No hace falta recordar que como todas las películas de Tarantino, esta también supone una apropiación de ciertos pasajes de la historia del cine, en este caso el spaghetti western, una derivación del western original que contenía ya la semilla posmoderna que Tarantino alimenta para su reescritura. Como la brillante Independencia (2010) de Raya Martin, Tarantino se apropia de un género que cimentó el imaginario blanco norteamericano para entregárselo a la minoría sistemáticamente ignorada por aquel cine: los negros, trabajadores esclavos en las plantaciones de algodón del sur de Estados Unidos y permanentemente ausentes de las películas de la época. Como Martin, Tarantino se adueña de una forma para subvertir su contenido, ofreciendo una revancha a través de las mismas herramientas que cimentaron una lectura concreta de la historia. Que a ciertos sectores les haya incomodado la película (Spike Lee acusando a Tarantino de explotar en su favor la esclavitud y el sufrimiento de generaciones de esclavos negros) no es sino una muestra de que su planteamiento es, cuando menos, poco ortodoxo: porque sí, Tarantino convierte la lucha por los derechos civiles en un espectáculo de sangre, en una orgía tan dialéctica como brutal, pero con la suficiente inteligencia para no caer en maniqueismos. No es solo que el personaje de Samuel L. Jackson sea el de un negro que ha asumido las tesis de sus dueños, y juegue deliberadamente a la confusión y la mentira, sin dejar nunca claro si se trata de un esclavo traidor, un esquirol, o un liberado que ha interiorizado las tesis del enemigo, sino que los protagonistas deben traicionarse a sí mismos, mentir y hacerse pasar por lo que no son para consumar su venganza. Lo que parece por tanto un espectáculo maniqueo es en el fondo un conjunto de falsos personajes que amplían la complejidad política de una película en la que nadie es exactamente quien parece ser.
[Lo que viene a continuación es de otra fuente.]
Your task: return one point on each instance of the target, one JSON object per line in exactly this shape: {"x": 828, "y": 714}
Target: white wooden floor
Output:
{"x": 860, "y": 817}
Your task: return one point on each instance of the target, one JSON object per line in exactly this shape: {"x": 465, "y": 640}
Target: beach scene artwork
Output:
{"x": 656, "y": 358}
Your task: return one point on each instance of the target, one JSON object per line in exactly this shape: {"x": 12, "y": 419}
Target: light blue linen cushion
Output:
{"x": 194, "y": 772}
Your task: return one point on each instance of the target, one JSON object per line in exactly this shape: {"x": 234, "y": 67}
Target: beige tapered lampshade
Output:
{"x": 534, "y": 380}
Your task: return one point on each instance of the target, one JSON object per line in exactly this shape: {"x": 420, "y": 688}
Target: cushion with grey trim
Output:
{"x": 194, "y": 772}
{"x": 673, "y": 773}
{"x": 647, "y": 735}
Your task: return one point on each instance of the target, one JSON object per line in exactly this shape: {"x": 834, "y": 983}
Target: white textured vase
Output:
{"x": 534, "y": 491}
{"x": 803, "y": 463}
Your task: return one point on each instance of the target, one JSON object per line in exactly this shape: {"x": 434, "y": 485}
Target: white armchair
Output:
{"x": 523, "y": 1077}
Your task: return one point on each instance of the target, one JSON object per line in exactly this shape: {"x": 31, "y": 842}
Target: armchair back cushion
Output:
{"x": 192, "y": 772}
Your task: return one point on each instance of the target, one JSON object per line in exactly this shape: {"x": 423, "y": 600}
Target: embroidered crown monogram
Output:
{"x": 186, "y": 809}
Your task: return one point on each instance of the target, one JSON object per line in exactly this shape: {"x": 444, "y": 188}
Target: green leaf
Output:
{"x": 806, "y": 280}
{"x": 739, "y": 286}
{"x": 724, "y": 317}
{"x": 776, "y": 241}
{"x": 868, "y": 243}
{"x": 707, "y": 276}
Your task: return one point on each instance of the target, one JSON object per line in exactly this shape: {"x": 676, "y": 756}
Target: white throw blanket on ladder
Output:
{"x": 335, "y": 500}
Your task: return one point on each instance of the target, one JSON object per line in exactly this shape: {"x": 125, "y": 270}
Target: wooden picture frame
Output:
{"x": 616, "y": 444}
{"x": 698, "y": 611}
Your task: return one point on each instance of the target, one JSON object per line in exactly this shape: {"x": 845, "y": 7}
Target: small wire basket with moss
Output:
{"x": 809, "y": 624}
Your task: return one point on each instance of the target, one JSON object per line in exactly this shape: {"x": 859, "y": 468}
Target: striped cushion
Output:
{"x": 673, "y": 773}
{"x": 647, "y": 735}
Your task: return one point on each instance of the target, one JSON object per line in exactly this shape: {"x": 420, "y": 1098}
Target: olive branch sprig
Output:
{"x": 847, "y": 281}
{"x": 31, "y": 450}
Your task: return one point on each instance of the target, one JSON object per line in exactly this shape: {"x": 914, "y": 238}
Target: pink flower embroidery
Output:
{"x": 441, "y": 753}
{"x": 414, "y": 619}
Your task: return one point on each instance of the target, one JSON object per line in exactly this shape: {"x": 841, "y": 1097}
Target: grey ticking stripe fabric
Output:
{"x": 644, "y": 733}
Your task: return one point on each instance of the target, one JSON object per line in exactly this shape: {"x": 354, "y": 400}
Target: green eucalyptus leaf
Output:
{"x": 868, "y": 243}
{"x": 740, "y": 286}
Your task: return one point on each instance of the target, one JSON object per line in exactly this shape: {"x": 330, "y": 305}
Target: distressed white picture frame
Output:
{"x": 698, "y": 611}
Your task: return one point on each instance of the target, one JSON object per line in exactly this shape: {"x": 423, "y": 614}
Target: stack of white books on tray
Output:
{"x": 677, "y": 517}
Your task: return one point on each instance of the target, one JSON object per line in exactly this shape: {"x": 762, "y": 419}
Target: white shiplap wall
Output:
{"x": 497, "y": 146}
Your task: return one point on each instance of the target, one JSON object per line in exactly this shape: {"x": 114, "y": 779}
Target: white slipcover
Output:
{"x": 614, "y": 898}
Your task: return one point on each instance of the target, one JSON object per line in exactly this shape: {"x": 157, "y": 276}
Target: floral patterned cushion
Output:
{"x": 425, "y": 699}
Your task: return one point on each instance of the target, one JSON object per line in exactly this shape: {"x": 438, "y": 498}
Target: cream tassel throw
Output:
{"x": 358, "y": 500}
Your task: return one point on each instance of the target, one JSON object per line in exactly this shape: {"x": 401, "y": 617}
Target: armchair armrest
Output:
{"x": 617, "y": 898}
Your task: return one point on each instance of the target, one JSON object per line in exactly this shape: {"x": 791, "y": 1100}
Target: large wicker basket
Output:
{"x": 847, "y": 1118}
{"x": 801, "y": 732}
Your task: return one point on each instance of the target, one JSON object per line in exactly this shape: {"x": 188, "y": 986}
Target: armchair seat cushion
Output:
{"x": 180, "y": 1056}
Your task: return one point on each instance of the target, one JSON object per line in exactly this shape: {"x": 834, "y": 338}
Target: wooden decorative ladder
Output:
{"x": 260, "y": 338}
Aunque habrá quien exija a la película un rigor histórico y moral que Tarantino nunca ha pretendido, es cierto que como su predecesora, la película plantea problemas respecto a la relación entre el cine y la historia, problemas que no había en las películas del mismo director cuando se referían exclusivamente a otras películas, y no jugaban con la posibilidad de reescribir los hechos reales. Es cierto que la película puede leerse como uno efecto post 11S, que desató la sed de venganza en la política norteamericana (véase La noche más oscura (Zero Dark Thirty), la nueva película de Kathryn Bigelow), y que Tarantino ha ido desarrollando de forma extensa en sus películas desde entonces, que giran todas de forma casi exclusiva sobre la revancha y la venganza, pero es cierto también que pueden leerse como relecturas irónicas de la historia, y no necesariamente como cuentos morales. Sea como sea, hay algo en lo que Tarantino nunca falla: su capacidad para el espectáculo sin fin, y, por qué no, su capacidad para encender debates históricos y morales con lo que en otras manos no sería más que un espectáculo vacío de tiros y explosiones.
A favor: La hilarante escena del Ku Kux Klan, ridiculizado hasta la médula.
En contra: Que se deja por el camino sus largas escenas de diálogos sin fin.